From its nonchalantly blunt title forward, “FIELD NIGGAS,” a new film shot, edited and directed by Khalik Allah, aims to smack viewers in the back of the head and snap them to attention. This hourlong feature, the filmmaker’s debut, depicts dozens of faces and bodies, black, white and brown, most of them gathered at the intersection of 125th Street and Lexington Avenue in East Harlem, during the summer of 2014. None of these faces and bodies belong to actors, but it won’t do to call this powerful film a documentary.
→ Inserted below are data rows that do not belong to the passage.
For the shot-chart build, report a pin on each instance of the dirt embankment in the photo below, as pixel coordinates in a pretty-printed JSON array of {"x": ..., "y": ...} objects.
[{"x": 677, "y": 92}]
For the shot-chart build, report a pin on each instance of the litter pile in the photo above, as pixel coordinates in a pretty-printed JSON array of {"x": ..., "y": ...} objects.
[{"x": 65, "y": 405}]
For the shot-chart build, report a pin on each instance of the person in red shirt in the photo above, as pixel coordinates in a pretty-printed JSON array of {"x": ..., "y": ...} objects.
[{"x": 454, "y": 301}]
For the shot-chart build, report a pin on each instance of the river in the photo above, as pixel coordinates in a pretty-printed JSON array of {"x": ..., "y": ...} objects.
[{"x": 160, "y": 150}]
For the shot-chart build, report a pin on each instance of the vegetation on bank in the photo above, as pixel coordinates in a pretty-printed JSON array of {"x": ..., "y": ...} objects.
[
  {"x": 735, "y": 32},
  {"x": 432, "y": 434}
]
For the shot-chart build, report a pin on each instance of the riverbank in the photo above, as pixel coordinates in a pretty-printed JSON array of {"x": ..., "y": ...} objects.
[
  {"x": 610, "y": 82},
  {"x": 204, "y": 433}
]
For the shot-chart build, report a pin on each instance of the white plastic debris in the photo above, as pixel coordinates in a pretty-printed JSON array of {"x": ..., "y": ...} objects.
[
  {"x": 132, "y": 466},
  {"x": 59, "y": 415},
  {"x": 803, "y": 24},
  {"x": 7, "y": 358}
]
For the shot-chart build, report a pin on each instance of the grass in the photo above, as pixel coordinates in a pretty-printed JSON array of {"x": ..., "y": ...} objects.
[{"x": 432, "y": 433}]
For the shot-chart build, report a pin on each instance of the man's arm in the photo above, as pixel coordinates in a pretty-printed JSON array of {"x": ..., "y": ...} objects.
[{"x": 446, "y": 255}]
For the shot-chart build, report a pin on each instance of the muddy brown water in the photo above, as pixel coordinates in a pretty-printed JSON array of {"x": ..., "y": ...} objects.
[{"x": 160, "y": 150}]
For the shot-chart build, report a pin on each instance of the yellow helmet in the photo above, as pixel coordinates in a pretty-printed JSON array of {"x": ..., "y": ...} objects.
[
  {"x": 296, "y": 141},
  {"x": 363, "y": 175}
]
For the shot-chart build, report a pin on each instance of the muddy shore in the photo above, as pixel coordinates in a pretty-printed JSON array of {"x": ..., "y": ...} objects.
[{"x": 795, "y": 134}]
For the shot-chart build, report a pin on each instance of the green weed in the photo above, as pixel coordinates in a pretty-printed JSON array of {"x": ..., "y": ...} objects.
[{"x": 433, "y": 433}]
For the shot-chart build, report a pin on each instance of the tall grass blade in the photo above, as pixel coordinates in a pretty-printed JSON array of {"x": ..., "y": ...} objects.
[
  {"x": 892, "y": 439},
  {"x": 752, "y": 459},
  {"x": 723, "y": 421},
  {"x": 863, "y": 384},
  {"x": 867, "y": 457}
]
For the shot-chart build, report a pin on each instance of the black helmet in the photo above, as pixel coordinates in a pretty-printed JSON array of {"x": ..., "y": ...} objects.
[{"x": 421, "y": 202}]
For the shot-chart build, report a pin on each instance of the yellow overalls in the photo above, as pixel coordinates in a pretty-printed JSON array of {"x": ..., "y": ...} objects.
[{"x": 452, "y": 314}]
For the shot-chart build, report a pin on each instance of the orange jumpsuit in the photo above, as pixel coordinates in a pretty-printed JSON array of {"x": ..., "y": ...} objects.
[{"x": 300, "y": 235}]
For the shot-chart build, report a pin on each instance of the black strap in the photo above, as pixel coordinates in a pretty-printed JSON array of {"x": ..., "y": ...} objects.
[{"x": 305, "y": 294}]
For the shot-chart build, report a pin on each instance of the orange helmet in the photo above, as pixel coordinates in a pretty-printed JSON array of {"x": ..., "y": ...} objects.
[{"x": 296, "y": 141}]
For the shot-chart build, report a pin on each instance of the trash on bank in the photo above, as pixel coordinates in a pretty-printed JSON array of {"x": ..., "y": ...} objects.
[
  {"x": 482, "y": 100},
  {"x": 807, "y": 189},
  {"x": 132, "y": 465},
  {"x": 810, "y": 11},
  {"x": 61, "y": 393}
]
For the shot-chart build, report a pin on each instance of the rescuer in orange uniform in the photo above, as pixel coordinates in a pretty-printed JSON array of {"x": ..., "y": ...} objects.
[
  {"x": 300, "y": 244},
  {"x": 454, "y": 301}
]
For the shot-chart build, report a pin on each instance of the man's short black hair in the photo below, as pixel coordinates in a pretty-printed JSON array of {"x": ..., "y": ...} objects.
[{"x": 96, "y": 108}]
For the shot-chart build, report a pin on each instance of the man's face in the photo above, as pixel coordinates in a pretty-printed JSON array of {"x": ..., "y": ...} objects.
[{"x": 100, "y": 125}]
Accompanying his images is an asynchronous soundtrack, in which the voices of the subjects hold forth on various topics. “I been around a lot of real people,” one says early on. The emergent theme is that in Harlem, life on the street is a form of prison or slavery. (In some cases, that prison is created by drug addiction; many shots show smoke pouring slowly out of various mouths, and much of the talk in the film is about the street drug K2, a synthetic marijuana.)
And while Mr. Allah mixes some field calls into the soundtrack to underscore this idea of bondage, his film is so beautifully constructed that nothing in it ever seems obvious. In his poetic way, and his eventual approach to the metaphysical, he makes his case. While the movie’s multiple images are never less than numinous, and its rhythms sometimes skirt the strangely seductive, this astonishing movie is the opposite of hypnotic.